Сзади его чуть не ударила дверь — с такой яростью Джонни Данн захлопнул ее.

В принципе Китинг не продвинулся дальше ни на шаг. Ведь ему было уже известно, что Джонни Данн — это гангстер, имевший много судимостей, и что Вито Дженовезе вызволил его из тюрьмы лишь потому, что требовался надежный человек на одну из должностей в портовом профсоюзе. Но все это далеко не было доказательством того, что Данн убил Антони Хинтца.

Пока Хинтц не признает, что в него стрелял Данн, Китинг ничего не мог предпринять.

В этот и следующий день Китинг ежечасно звонил в больницу. Состояние смертельно раненного докера оставалось неизменным. Хинтц еще жил, но не мог отвечать на вопросы. И лишь на четвертое утро после нападения врач сказал Китингу:

— Если вы хотите попытаться еще раз, то приходите сейчас. Хинтц в полном сознании, но долго он не протянет.

В сопровождении капитана Хаммилса, судебного стенографа и детектива лейтенанта Салливенса Китинг помчался в больницу.

Дежурная сестра смотрела на Китинга как на убийцу, когда он со своим штабом вошел в палату. Китинг выпроводил медсестру из комнаты и начал допрос.

Антони Хинтц выглядел ужасно. Лишь глаза лихорадочно блестели.

Китинг начал с обычных вопросов о личности: фамилия, дата рождения, адрес. Он должен был задать их, чтобы получить подтверждение, что Хинтц еще находился в полном сознании. Затем он спросил:

— Анди, оставили ли вы всякую надежду выжить?

Антони Хинтц кивнул и прошептал:

— Да, у меня нет больше никакой надежды.

— Анди, вы ведь католик. Пригласили ли вы священника?

— Да, он был здесь сегодня ночью.

— Вы уже приняли соборование?

— Да, сегодня ночью.

«Этого закону будет достаточно», — подумал Китинг.
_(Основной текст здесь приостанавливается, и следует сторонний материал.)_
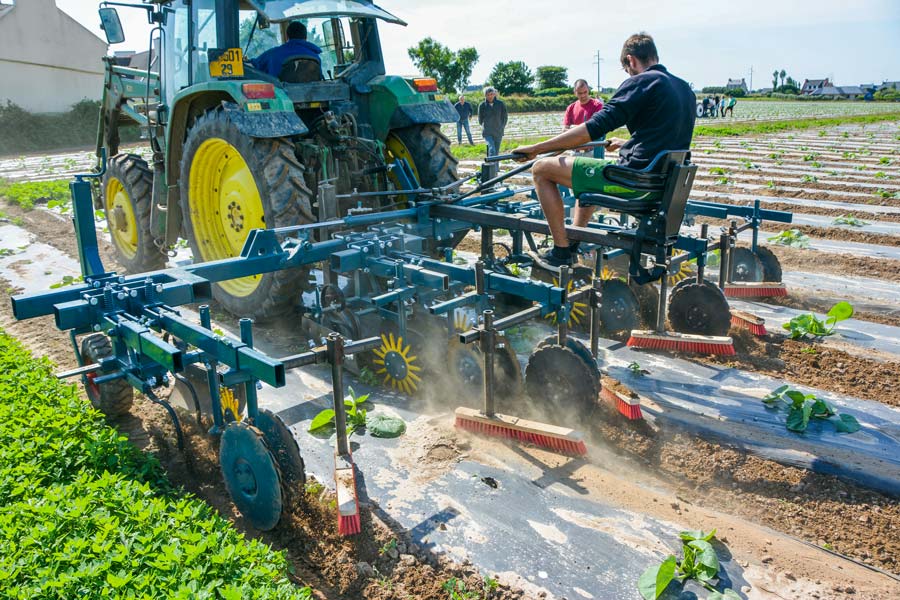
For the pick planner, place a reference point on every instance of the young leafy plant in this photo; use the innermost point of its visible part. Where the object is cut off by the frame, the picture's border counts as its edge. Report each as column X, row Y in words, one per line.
column 791, row 237
column 804, row 407
column 849, row 220
column 356, row 416
column 810, row 325
column 700, row 562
— Анди, кто стрелял в вас в среду, восьмого января, у дома номер шестьдесят один по Гроув-стрит? Скажите нам теперь, перед лицом смерти, правду.

Находящийся при смерти докер опять заколебался, но потом, наконец, прошептал:

— Это был Джонни Данн. Но защитите мою жену.

— Разумеется, Анди. Мы пошлем ее в деревню, пока Данн не будет осужден. Но вы должны сказать нам больше. Сколько выстрелов произвел в вас Данн?